If you want to grow paid subscriptions, you can’t just cross your fingers and hope that your readers wake up feeling generous.
Over the last year, I’ve played around with various offers, and worked with other writers while they’ve used their own. These approaches do work to increase paid subscriptions, but they can also lower what you receive from each subscriber and dilute the effectiveness of an offer if you use them too often.
Do I need offers to attract paid subs?
Good writing can absolutely sell itself. If people liked the free stuff, they’ll cough up for the paid version, right? Well, sometimes yes.

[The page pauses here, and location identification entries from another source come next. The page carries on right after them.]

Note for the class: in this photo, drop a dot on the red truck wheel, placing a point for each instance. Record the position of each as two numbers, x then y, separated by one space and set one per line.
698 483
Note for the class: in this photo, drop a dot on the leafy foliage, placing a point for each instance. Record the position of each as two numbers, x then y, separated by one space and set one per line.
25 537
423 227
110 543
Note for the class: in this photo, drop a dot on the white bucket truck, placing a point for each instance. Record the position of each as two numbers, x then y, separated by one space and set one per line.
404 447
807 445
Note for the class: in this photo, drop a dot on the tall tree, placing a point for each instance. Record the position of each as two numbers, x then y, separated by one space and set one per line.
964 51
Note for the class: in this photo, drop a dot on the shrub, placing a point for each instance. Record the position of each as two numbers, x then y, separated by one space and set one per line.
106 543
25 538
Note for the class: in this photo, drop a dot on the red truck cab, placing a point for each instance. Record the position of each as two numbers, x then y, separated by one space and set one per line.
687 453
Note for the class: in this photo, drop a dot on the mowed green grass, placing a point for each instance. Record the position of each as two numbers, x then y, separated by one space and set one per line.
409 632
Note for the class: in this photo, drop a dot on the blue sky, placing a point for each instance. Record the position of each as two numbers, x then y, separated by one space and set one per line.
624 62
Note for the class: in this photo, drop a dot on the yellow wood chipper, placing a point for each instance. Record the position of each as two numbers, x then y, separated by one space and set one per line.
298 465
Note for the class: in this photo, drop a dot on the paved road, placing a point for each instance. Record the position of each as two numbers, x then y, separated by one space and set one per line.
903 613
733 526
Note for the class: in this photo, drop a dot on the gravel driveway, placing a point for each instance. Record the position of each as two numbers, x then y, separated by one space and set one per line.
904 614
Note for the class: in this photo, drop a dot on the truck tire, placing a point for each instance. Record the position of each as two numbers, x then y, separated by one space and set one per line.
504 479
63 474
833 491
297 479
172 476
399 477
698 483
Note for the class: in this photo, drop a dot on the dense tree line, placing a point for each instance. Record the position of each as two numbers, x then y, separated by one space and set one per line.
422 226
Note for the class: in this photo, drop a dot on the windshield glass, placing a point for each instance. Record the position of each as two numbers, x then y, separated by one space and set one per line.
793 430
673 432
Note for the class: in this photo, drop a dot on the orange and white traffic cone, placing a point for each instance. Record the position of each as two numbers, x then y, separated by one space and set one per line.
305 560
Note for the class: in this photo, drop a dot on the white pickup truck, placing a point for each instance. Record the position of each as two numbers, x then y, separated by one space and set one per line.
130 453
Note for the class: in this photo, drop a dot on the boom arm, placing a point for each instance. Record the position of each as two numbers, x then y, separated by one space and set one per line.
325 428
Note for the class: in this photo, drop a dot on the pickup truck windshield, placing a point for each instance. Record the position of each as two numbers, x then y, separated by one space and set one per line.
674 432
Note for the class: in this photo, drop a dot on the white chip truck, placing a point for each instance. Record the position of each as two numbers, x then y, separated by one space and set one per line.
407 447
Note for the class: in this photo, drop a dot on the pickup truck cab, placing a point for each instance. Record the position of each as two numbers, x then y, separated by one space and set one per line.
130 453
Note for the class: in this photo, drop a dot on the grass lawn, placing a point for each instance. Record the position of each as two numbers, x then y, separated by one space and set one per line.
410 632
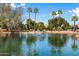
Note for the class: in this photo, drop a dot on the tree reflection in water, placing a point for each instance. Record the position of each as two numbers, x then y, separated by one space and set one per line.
57 42
74 45
31 40
10 44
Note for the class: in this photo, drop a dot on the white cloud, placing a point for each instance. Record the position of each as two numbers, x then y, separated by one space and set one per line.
22 4
13 5
74 11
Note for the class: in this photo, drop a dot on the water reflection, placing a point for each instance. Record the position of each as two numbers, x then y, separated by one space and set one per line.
10 44
38 44
57 42
74 45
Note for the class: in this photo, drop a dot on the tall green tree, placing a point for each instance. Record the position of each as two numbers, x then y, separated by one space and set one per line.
60 12
36 11
53 13
29 10
74 18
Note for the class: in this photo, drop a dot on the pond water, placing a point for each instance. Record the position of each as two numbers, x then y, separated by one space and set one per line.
39 45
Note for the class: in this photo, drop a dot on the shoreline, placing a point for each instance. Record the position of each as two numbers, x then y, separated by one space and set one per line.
46 32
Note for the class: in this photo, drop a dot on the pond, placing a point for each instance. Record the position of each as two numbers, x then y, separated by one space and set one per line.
39 45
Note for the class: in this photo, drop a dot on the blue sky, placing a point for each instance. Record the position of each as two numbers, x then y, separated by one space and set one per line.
69 9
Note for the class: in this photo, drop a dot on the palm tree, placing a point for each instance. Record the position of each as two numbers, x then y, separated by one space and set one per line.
74 18
60 12
29 10
53 13
36 11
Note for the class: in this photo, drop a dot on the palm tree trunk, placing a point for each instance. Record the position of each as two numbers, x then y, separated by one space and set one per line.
74 26
35 20
29 15
35 16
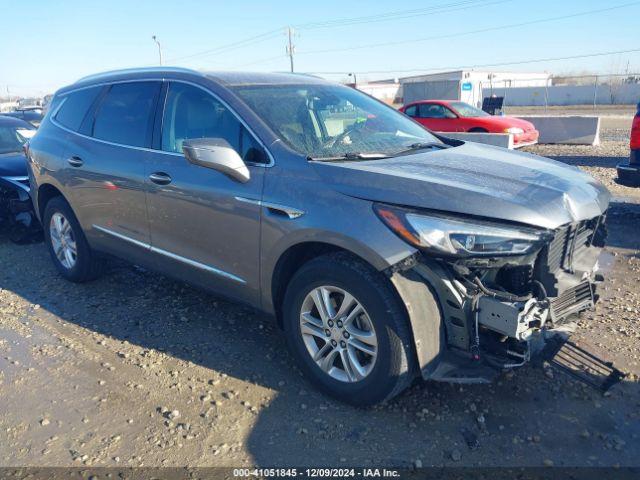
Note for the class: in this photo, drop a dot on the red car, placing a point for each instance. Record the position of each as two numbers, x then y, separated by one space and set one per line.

And sometimes no.
The truth is, sometimes people need a prompt or a reason to upgrade - something that reminds them what you’re doing. That’s not an insult to your work, it’s just how people buy things on the internet.
In practice, readers need reasons. They need nudges. They need to feel like now is the best possible time to upgrade. Offers don’t have to cheapen your work, they can just provide an easier route for readers to access your writing.
If you want more paid subs, you don’t have to wait for them to have a change of heart. Give them a reason to upgrade!
Some work better than others, but these five form a great starting spot.
Free trials
Everyone likes to try stuff out for free. I offer free trials because people are (rightly) cautious with money, and want to be sure that a subscription is right for them. A one or two week window lets them poke around, see if the content is any good, and decide if my content is worth the cost of a fancy coffee each month.
A trial is a little like a test drive of your work. If your content does what it says on the tin, a good chunk of these trial readers will stick around. I find people often need to see the value, not just read about why they should upgrade. After the trial, it’s their call. No guilt, no hard sell.
Just be prepared that a number of people will cancel before paying anything.